Zamiast samochodów wokół Ratusza mają stanąć m.in. ogródki restauracyjne.
By Andreas Haldorsen [CC BY-SA 4.0 (https://creativecommons.org/licenses/by-sa/4.0)], from Wikimedia Commons
Od 4 czerwca 2018 roku w stolicy Norwegii obowiązuje nowy schemat ruchu samochodowego w centrum miasta. Zgodnie z wytycznymi Bymiljøetaten (Miejski Wydział Środowiska) samochody nie wjadą m.in. na Fridtjof Nansens plass przed Ratuszem. Wprowadzone zmiany mają ograniczyć ruch samochodowy w centrum Oslo i ułatwić poruszanie się po mieście pieszym.

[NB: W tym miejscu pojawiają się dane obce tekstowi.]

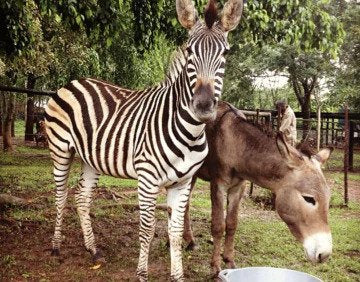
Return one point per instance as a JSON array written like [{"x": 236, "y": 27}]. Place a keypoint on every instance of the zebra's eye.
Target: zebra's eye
[{"x": 310, "y": 200}]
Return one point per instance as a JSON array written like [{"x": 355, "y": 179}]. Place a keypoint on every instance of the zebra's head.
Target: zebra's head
[{"x": 205, "y": 49}]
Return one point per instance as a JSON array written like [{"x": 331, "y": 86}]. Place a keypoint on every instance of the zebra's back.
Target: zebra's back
[{"x": 95, "y": 119}]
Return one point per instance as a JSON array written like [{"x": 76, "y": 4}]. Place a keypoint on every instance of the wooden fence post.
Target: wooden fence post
[
  {"x": 346, "y": 155},
  {"x": 351, "y": 144}
]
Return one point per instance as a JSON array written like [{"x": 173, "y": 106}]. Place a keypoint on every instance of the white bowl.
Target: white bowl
[{"x": 265, "y": 274}]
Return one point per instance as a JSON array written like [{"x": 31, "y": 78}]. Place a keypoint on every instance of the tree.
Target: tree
[{"x": 347, "y": 82}]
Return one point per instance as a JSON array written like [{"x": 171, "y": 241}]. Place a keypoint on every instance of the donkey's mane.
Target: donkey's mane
[{"x": 303, "y": 147}]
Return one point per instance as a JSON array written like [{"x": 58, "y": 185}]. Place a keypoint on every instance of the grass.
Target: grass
[{"x": 261, "y": 240}]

Na zamkniętych placach mają stanąć ławki i stoliki dla mieszkańców, a także ma się pojawić więcej zieleni – pod koniec wakacji rozpocznie się sadzenie drzew i kwiatów.
Brak przejazdu przez centrum
Jedną z najważniejszych zmian, która może dać się we znaki mieszkańcom, jest zamknięcie Fridtjof Nansens plass przed Ratuszem, gdzie nie będą mogły wjechać zarówno samochody, jak i autobusy turystyczne. Miejsca parkingowe dla osób niepełnosprawnych zostały przeniesione na Tordenskiolds gate. Od poniedziałku zabroniony jest także przejazd przez Christiania Torv. Aby ułatwić kierowcom poruszanie się po mieście, przy zamkniętych odcinkach stanąć mają specjalne znaki informujące o nowych przepisach.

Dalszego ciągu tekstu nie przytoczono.